While video games are a huge time investment in the pre-production and development phases, there is really only one time period that matters. That is. of course, the time just before a game's release and actual debut. A good marketing campaign can make or break a video game before it even reaches the hands, consoles, or computers of its consumers. Much like the hype man that works hard into the depths of the night making sure the crowd's energy level stays at an all-time high, video game's “hype men” are the trailers, the screenshots, the interviews, the behind-the-scenes sneak peeks that all release before the game comes out. Some work out super well, and others... well, not so much.

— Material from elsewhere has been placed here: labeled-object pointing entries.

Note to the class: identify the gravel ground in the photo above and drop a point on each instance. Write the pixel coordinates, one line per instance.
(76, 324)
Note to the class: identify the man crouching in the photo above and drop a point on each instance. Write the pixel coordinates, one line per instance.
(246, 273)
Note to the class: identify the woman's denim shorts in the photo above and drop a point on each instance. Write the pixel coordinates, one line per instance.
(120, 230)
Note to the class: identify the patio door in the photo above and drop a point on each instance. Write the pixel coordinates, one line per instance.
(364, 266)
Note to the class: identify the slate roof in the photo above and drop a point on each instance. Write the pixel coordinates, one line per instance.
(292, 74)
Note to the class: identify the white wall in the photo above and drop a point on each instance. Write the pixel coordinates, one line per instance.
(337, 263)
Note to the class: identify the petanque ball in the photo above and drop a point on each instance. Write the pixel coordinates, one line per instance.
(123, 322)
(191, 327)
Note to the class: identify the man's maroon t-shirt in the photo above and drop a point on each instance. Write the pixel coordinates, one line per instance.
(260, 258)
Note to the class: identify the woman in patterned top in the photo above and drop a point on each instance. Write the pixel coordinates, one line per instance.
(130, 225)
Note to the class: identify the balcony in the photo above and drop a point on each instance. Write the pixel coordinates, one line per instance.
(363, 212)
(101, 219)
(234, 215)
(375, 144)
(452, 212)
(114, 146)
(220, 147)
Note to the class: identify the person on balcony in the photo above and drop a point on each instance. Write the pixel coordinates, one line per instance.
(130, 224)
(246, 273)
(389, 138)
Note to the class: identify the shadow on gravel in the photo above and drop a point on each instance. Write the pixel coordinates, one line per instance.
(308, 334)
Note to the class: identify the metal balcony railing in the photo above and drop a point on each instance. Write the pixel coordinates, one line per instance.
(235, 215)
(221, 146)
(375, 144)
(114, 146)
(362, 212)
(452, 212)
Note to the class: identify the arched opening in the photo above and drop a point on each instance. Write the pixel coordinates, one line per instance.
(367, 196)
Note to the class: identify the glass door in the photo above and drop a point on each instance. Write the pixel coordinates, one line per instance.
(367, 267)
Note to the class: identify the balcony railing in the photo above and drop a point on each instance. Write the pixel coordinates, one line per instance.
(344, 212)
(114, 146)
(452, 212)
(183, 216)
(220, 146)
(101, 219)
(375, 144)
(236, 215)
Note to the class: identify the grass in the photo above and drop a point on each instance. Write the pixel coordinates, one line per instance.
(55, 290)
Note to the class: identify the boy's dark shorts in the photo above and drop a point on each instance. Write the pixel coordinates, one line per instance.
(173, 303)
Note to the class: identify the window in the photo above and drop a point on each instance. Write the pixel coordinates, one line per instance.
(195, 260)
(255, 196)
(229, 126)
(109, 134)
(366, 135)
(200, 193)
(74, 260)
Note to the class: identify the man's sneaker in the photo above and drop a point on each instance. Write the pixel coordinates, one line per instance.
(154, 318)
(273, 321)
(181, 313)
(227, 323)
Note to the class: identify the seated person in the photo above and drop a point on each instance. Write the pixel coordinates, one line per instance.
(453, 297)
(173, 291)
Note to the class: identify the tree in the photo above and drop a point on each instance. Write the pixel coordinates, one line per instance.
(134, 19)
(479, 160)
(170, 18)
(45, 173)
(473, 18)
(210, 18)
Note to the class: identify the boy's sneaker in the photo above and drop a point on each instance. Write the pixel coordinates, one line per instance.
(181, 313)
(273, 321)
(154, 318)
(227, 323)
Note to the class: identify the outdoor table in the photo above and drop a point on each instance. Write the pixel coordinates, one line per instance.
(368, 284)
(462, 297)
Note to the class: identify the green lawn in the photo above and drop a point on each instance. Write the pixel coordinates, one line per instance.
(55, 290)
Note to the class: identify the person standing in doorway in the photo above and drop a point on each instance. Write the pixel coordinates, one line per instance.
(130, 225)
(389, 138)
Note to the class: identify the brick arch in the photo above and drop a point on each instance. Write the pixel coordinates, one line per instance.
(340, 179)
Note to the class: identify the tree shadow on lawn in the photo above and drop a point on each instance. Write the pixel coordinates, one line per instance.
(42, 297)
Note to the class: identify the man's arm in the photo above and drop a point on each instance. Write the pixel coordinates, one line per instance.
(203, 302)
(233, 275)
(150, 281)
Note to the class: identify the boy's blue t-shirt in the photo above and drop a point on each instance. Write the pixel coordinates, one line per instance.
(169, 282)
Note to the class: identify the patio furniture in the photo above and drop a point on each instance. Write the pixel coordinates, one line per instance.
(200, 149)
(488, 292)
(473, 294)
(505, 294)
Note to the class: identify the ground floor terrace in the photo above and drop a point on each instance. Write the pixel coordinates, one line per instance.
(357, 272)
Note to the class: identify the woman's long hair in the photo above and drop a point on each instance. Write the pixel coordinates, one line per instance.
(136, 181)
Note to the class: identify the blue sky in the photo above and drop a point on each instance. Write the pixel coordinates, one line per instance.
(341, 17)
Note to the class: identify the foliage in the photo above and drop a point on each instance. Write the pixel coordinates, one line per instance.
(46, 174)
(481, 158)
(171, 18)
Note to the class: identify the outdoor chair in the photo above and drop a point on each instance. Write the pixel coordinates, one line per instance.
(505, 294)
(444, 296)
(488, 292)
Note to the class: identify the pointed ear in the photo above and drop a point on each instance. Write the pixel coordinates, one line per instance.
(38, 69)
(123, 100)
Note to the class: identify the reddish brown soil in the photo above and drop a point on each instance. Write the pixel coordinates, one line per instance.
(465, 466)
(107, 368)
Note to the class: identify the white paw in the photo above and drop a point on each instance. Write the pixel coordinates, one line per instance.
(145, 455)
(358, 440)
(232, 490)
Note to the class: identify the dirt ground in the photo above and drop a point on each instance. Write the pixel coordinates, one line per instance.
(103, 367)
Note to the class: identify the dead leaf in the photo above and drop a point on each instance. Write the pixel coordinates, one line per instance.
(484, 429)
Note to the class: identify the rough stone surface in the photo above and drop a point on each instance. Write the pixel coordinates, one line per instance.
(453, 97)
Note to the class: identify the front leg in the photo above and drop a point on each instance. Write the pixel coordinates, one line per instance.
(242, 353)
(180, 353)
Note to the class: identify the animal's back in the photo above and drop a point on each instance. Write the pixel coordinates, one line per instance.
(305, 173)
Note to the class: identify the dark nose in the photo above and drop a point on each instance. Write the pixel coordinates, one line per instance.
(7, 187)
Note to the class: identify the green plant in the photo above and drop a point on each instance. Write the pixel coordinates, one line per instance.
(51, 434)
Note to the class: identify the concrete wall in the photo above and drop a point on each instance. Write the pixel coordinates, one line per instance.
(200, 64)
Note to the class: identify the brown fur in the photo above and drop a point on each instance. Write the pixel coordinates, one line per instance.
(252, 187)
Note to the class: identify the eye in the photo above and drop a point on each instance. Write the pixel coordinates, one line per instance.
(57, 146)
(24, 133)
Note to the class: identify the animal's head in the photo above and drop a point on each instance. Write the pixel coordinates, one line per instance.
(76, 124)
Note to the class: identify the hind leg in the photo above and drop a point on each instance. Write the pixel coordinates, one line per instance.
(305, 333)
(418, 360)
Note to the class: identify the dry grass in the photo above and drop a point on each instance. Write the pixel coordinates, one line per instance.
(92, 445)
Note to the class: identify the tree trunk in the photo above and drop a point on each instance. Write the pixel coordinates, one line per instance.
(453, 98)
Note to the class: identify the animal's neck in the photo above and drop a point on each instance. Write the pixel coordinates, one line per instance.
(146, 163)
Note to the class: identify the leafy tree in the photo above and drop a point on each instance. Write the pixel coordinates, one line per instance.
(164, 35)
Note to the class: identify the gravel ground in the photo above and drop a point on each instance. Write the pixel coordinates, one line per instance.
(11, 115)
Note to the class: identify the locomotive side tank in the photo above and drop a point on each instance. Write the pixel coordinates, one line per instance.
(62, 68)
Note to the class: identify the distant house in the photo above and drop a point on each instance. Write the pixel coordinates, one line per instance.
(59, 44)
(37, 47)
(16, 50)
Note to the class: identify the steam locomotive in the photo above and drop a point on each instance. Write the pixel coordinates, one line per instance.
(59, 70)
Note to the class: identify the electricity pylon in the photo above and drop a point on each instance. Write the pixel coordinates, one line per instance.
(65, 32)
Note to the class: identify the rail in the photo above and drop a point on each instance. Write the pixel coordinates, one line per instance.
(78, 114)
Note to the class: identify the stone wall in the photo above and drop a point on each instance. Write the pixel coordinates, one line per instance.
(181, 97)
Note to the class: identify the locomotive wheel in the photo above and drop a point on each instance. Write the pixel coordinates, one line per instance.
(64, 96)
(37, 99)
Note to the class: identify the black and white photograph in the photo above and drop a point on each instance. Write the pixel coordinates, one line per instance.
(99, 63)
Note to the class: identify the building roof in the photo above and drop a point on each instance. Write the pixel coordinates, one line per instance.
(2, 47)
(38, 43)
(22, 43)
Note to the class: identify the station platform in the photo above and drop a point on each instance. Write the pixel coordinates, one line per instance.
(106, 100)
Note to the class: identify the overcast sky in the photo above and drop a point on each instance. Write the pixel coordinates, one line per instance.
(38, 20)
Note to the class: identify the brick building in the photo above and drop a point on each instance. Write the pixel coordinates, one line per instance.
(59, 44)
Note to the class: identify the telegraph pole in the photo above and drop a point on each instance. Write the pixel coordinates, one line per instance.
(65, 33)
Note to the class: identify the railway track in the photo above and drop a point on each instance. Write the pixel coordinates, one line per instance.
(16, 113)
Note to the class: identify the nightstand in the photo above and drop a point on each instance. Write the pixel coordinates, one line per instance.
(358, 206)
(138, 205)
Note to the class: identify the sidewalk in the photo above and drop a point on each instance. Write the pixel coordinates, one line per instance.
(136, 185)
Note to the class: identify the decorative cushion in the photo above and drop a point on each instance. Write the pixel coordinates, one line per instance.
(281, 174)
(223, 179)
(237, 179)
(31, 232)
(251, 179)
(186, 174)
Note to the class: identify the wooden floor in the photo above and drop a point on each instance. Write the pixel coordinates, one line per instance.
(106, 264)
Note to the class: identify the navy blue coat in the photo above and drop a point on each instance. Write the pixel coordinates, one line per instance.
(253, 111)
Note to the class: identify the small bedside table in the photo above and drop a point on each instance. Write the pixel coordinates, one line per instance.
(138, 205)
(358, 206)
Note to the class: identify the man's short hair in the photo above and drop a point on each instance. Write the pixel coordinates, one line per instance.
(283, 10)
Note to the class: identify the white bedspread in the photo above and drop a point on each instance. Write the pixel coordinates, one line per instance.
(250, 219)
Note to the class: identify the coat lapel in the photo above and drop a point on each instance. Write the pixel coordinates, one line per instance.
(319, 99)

The most fantastic example I can give on the sunny side of this to begin with is Horizon: Zero Dawn. Everything we saw about this game beforehand prepared us for what we'd see inside Aloy's world. We saw the glory, we're playing the glory, and we're so very glad for the glory to be real. On the flip side, the most obvious example in recent history, No Man's Sky. Personally, I had fun with this game. Yeah it was repetitive and sure the creatures weren't the giant hulking beasts I expected them to be, but I still enjoyed my time with it. The same point still remains however, the game is not what was advertised. Sony and Hello Games got a little wild and crazy with their marketing for the game, and fortunately for them/unfortunate for us, we all jumped on the hype train. I know I did, I bought No Man's Sky for full price when it first released.
There's a danger here that people were and still need to be talking about. Similar things have happened before on a smaller and less widely covered scale. Let's talk about Aliens: Colonial Marines for a moment. Yeah, remember that train wreck of a game? The original trailers for the game showed gameplay footage that never made it into the final game, due to differing developers having their hands on the it. Everyone got super psyched that we might finally be getting an Alien game that doesn't suck, but then guess what? It did. A product of unfortunate development issues certainly, but the let-down wouldn't have been so bad if not for the hype train blasting its way through first.
The most recent example of hype trains failing to deliver the precious cargo we were hoping for is Mass Effect: Andromeda. The internet is absolutely losing its mind over the many glitches and bugs affecting the game at the moment. There's the “android-esque” blank stare from one of the characters as she talks about how her “face is tired from dealing with everything.” Also floating around are gifs of characters whose legs seemed to have failed them catastrophically. As far as we've been concerned with the marketing surrounding Mass Effect: Andromeda, and the bevy of behind-the-scenes looks we've been privy to thus far, the game should be perfect.
The Mass Effect: Andromeda development team has said they're going to continue to perfect the game right up until it's pried from their cold dead hands, but that's still leaving us with the stomach in our throat feeling that the game might be bad. The intense flood of marketing for the game throughout its development, and especially close to the release date, has had us all climbing aboard that hype train hard once again. Here's hoping the destination station is as glamorous as we've been hoping all along. I'd rather not end up in bum-f*** nowhere Nebraska or something.
How do you feel about video game marketing and the magical smoke and mirrors effect it sometimes has on the eventual product? Do developers need to tone it down? Or do you enjoy the moments when the hype man cometh?